The Climate Action Plan identifies the long-term challenge for the agriculture sector to meet the national policy objective, set out in the 2014 National Policy Position on Climate Action and Low Carbon Development, of an approach to carbon neutrality which does not compromise our capacity for sustainable food production. Ireland’s agriculture sector has strong green credentials and a positive international reputation in terms of carbon efficiency. However, given the contribution of agriculture to overall national greenhouse gas emissions, a shift in the sector is needed and achieving this objective will be a significant challenge facing Irish agriculture over the coming decades.

Significant reductions in greenhouse gas emissions can be achieved through meeting the targets set out for the agriculture sector in the Climate Action Plan. To achieve these targets, the Plan sets out a range of actions to reduce emissions on farms, promote afforestation and diversification of land use, develop opportunities in the bio-economy and in the supply of substitutes for fossil fuels, promote better management of peatlands and soils, and develop clusters of best practice.
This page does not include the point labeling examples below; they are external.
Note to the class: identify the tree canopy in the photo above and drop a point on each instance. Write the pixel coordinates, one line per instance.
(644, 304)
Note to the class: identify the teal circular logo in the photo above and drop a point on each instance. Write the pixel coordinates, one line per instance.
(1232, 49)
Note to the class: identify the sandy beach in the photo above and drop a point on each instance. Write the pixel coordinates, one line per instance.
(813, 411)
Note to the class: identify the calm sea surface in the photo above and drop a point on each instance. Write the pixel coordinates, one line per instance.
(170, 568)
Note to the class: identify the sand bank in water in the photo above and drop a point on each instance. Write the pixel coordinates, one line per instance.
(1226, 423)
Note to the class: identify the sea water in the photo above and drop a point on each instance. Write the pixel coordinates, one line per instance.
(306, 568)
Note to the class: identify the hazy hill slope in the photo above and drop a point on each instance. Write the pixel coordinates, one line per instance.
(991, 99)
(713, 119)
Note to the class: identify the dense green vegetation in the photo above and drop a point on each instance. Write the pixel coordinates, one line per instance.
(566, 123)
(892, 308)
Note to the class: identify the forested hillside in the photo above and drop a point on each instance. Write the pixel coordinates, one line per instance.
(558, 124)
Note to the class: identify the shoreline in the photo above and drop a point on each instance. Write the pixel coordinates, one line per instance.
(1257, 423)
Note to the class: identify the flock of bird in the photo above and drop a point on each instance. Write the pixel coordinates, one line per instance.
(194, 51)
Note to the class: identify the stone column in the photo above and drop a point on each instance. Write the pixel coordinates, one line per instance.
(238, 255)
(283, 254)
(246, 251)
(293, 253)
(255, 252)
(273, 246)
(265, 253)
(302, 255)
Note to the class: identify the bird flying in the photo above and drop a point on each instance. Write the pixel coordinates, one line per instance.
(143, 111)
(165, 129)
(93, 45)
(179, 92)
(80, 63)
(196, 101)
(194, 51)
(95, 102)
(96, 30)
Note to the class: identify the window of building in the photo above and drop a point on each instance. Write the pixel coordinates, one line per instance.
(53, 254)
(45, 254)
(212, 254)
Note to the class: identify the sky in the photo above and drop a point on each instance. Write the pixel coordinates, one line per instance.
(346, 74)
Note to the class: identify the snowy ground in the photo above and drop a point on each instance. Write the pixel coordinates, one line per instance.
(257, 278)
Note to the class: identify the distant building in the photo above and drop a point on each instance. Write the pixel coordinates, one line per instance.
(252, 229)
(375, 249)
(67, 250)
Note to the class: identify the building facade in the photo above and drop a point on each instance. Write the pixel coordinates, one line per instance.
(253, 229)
The Department of Agriculture, Food and the Marine has recently launched a public consultation on a draft National Climate and Air Roadmap for the Agriculture Sector to 2030 and Beyond. This consultation aims to address the issue of emission reduction targets while meeting the high ambitions of the Irish agriculture sector. It recognises the important role of the next Common Agricultural Policy, which is to have a strong climate ambition and will be implemented in Ireland through the development of a strategic plan for the period 2021 to 2027.